Setelah serangkaian kekerasan fisik yang diterima, mereka
dibawa ke Mako Brimob dan kembali diinterogasi serta mengalami pemukulan. Lantas, satu rekan lainnya menyerahkan diri dengan didampingi oleh tim hukum sebagai syarat agar kedua temannya dibebaskan. Pasca penyerahan diri itu, ketiganya dilepas, namun KTP mereka ditahan Brimob.
Penangkapan terhadap tiga orang tersebut bukanlah wewenang
Brimob, terlebih tindakan tersebut dibarengi pemukulan dan intimidasi. Hal ini merupakan bentuk tindakan sewenang- wenang serta supremasi dan superioritas aparatur negara terhadap kehidupan sipil. Seolah kehidupan sipil harus tunduk di bawah ketiak aparat negara, padahal dalam sistem demokrasi semuanya mempunyai kedudukan yang setara dan berhak atas rasa aman. Maka, tindakan tersebut, selain melanggar HAM juga merupakan bentuk tidak sehatnya sistem demokrasi di negara ini. Berdasar poin-poin di atas, Aliansi Rakyat Bergerak mengajak agar:
1. Melawan segala bentuk tindakan represif yang dilakukan oleh
aparatur negara secara langsung dalam bentuk penangkapan dan penahanan sepihak, kekerasan fisik, tekanan psikologis, hingga pembatasan pendampingan hukum, maupun yang tidak langsung melalui pembiaran persekusi massa aksi penolak Omnibus Law oleh ormas-ormas reaksioner. 2. Memperkuat solidaritas horizontal dengan mengonsolidasikan jaringan antar daerah untuk perlawanan terhadap Omnibus Law dan segenap sistem yang mengebiri hak-hak sipil. 3. Mengajak seluruh elemen gerakan kerakyatan untuk melakukan perlawanan yang berorientasi pada kepentingan rakyat dengan beragam taktik hingga Omnibus Law dan segala regulasi ngawur lainnya gagal.
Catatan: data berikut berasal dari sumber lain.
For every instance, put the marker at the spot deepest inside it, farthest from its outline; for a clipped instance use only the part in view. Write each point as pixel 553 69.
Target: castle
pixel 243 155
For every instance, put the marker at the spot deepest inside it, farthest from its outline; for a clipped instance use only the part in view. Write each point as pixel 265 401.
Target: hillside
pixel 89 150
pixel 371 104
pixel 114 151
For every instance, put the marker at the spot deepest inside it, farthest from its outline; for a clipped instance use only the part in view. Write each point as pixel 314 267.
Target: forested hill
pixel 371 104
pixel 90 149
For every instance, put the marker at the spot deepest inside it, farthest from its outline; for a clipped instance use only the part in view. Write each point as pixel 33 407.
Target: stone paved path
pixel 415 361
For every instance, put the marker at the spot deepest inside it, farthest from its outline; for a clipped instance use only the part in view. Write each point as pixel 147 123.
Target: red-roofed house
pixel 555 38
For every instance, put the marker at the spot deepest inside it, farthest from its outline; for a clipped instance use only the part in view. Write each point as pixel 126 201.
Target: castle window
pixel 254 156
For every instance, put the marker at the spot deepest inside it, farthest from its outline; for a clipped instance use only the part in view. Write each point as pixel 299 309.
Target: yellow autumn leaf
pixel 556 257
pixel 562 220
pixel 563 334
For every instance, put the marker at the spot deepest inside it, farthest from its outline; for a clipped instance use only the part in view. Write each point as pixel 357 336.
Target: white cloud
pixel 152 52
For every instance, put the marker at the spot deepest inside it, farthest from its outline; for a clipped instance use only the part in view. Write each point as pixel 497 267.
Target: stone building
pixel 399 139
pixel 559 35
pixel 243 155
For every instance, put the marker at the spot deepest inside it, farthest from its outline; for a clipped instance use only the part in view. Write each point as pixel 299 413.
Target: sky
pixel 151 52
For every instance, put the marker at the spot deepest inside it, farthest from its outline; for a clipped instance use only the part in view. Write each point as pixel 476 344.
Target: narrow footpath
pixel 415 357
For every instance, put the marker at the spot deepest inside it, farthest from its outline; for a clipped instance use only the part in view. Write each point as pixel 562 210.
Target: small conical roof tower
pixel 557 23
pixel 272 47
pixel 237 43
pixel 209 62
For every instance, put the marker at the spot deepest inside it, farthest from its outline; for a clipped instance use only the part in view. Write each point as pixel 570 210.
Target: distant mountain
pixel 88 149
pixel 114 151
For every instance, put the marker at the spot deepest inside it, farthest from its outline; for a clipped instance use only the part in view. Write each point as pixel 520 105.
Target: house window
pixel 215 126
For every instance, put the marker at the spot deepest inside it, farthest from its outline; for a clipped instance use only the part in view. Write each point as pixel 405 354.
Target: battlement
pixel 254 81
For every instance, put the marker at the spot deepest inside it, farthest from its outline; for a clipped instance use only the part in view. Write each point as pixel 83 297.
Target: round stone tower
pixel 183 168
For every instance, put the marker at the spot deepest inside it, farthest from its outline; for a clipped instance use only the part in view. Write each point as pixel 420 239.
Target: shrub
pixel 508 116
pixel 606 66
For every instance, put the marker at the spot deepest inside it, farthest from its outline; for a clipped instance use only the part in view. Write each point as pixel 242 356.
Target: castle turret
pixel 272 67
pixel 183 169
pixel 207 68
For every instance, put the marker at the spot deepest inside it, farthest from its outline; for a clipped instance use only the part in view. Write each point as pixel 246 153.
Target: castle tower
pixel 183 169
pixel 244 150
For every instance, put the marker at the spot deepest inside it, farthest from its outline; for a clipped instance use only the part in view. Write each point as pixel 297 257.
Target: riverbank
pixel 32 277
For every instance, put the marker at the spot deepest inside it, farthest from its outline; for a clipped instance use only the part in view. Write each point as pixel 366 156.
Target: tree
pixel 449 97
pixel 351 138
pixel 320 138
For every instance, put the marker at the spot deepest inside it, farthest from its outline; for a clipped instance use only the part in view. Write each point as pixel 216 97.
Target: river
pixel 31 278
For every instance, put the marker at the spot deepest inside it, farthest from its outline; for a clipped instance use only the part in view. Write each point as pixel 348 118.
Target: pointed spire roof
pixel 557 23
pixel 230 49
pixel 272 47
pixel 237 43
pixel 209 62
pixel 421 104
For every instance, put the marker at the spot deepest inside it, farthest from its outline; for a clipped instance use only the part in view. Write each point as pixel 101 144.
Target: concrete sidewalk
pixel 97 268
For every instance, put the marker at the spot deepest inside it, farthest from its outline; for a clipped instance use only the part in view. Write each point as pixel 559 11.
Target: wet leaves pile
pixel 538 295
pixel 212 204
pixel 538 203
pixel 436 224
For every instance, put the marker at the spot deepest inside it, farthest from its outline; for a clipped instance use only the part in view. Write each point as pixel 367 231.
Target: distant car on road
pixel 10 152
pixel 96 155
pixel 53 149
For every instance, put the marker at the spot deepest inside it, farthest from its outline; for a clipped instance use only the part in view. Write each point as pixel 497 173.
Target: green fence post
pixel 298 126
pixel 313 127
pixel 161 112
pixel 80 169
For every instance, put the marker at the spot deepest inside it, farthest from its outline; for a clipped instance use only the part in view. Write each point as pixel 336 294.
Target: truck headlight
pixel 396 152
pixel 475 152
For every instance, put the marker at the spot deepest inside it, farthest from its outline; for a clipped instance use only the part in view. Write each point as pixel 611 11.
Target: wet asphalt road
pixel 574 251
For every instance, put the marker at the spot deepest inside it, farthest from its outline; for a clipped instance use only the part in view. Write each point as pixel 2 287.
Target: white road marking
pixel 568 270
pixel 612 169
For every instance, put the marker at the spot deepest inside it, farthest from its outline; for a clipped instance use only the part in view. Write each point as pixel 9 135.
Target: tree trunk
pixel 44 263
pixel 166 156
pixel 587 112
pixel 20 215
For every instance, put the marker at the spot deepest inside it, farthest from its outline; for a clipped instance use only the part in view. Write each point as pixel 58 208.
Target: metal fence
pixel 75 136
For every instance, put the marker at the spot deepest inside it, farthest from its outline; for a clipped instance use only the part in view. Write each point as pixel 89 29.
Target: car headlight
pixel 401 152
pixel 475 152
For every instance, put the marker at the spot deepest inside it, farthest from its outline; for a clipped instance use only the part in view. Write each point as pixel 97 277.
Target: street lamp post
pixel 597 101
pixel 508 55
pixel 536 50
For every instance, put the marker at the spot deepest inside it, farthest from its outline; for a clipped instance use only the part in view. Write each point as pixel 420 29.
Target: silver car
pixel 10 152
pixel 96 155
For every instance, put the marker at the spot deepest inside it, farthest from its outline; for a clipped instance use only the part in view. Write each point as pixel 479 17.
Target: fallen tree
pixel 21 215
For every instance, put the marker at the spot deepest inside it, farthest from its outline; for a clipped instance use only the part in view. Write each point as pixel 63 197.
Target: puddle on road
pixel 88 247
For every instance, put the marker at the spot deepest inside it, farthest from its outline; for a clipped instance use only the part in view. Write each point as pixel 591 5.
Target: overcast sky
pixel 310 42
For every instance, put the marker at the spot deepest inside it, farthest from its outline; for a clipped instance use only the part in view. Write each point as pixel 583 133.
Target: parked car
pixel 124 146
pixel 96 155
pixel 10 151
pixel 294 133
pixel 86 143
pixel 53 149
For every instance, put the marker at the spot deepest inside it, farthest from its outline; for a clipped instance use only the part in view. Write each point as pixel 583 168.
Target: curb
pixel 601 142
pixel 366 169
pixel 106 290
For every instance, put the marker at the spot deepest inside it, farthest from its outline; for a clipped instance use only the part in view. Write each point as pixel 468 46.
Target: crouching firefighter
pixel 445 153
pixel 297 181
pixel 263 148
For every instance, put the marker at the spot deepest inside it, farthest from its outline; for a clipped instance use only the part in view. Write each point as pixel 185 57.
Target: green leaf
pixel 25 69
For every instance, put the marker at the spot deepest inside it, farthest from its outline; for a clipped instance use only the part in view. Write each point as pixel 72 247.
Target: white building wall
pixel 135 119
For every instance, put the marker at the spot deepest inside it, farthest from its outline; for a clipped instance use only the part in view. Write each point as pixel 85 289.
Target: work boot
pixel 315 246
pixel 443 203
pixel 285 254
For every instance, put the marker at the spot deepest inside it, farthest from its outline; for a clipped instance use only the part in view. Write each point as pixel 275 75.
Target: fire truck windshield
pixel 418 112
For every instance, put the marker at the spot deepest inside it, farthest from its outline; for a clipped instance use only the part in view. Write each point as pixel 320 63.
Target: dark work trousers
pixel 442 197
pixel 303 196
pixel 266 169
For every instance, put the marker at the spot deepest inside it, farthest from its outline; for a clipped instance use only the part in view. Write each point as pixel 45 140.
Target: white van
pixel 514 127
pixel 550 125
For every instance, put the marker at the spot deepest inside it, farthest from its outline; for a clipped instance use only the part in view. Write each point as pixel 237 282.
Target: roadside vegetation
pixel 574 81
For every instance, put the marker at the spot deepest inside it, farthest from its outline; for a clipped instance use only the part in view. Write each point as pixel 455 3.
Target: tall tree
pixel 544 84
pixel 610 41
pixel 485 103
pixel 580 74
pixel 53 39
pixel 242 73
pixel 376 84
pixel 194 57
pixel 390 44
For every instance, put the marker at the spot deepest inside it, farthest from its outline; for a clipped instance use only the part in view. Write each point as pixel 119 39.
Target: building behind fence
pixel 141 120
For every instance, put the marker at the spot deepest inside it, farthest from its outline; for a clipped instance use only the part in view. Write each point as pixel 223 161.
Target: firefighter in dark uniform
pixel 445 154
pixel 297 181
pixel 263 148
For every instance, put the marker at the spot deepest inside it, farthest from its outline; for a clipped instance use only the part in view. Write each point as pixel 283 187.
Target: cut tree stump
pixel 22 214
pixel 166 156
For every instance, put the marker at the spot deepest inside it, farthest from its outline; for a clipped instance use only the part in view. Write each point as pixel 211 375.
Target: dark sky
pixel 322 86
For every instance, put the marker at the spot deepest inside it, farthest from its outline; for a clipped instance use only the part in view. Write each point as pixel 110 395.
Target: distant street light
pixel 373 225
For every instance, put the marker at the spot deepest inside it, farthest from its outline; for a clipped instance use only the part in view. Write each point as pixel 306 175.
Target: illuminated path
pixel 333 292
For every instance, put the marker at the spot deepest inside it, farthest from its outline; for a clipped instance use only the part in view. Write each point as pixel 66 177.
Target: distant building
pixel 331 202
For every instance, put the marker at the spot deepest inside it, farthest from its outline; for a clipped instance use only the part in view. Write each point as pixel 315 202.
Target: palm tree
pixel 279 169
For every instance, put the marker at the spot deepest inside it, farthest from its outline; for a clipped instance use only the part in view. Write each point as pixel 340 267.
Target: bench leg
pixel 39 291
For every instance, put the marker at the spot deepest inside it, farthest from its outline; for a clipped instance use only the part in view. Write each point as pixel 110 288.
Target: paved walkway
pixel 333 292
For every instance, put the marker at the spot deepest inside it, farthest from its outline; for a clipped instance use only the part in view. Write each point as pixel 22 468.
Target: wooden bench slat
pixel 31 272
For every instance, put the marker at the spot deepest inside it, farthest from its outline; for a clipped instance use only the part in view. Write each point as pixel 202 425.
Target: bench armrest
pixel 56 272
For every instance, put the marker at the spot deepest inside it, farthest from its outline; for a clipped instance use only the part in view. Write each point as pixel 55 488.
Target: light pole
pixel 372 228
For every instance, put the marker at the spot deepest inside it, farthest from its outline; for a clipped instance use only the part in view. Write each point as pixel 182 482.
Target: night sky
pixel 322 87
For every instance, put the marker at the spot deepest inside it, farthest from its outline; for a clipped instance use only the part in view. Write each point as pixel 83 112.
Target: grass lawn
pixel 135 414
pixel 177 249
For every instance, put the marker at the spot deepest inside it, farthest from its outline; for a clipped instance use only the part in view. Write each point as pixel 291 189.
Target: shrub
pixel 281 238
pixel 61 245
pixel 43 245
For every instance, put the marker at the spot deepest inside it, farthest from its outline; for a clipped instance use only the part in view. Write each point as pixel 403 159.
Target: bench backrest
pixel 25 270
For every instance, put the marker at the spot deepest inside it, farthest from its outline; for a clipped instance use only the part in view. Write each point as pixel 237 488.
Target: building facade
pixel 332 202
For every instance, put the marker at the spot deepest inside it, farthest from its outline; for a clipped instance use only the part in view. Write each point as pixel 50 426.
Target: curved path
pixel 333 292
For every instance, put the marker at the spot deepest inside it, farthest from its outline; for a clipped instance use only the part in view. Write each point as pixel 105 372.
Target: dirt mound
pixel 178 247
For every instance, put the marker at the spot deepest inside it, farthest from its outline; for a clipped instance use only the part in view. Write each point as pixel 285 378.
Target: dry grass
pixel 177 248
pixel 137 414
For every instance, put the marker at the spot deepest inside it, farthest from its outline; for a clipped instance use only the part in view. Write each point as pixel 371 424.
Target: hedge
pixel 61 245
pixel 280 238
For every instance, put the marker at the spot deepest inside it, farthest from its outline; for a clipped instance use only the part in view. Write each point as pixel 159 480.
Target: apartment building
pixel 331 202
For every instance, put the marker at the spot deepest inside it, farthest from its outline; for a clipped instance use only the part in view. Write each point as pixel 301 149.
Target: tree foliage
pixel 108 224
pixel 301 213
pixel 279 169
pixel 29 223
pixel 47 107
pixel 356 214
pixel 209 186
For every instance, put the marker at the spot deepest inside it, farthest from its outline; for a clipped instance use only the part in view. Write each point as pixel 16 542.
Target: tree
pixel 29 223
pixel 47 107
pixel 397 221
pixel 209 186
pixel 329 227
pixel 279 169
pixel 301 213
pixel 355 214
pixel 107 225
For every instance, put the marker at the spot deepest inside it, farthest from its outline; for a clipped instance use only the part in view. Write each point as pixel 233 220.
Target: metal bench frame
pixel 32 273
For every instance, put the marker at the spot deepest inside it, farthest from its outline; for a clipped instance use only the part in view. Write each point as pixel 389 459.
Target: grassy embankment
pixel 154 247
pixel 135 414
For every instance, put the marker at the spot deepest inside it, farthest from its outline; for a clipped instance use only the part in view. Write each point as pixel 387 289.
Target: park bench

Aksi demonstrasi bukanlah tujuan, namun hanya salah satu cara
mewujudkan tatanan demokratis dan berkeadilan. Begitu pun dalam aksi demonstrasi tanggal 8 Oktober lalu, kerusuhan bukan sesuatu yang direncanakan, apalagi capaian yang diinginkan. Kenyataan yang sebenarnya terjadi adalah akumulasi kemarahan kolektif merupakan respons dari carut-marutnya kondisi negara saat ini: upah murah, mahalnya biaya pendidikan, gelombang PHK massal, kenaikkan iuran BPJS dan tarif listrik, hasil panen murah, ketidakbecusan penanganan pandemi, pengesahan UU Minerba dan UU Omnibus Law, dihapusnya RUU PKS dari Prolegnas Prioritas 2020, rentetan kekerasan struktural dan pembunuhan terhadap bangsa West Papua, serta sebentuk kebijakan lain yang tidak masuk akal dan tidak berpihak pada rakyat kecil. Semua kemarahan itu menemukan tamsil di hadapan representasi fisik negara: aparat kepolisian dan Gedung DPRD DIY.
Kerusakan fisik yang diakibatkan oleh demonstrasi tersebut sama
sekali tak sepadan dengan pengrusakan alam oleh negara atas nama investasi. Kemarahan publik adalah akibat dari sistem bernegara yang bermasalah. Maka daripada sibuk mengarahkan jari pada demonstran, lebih baik bersama-sama menghancurkan sistem yang menindas.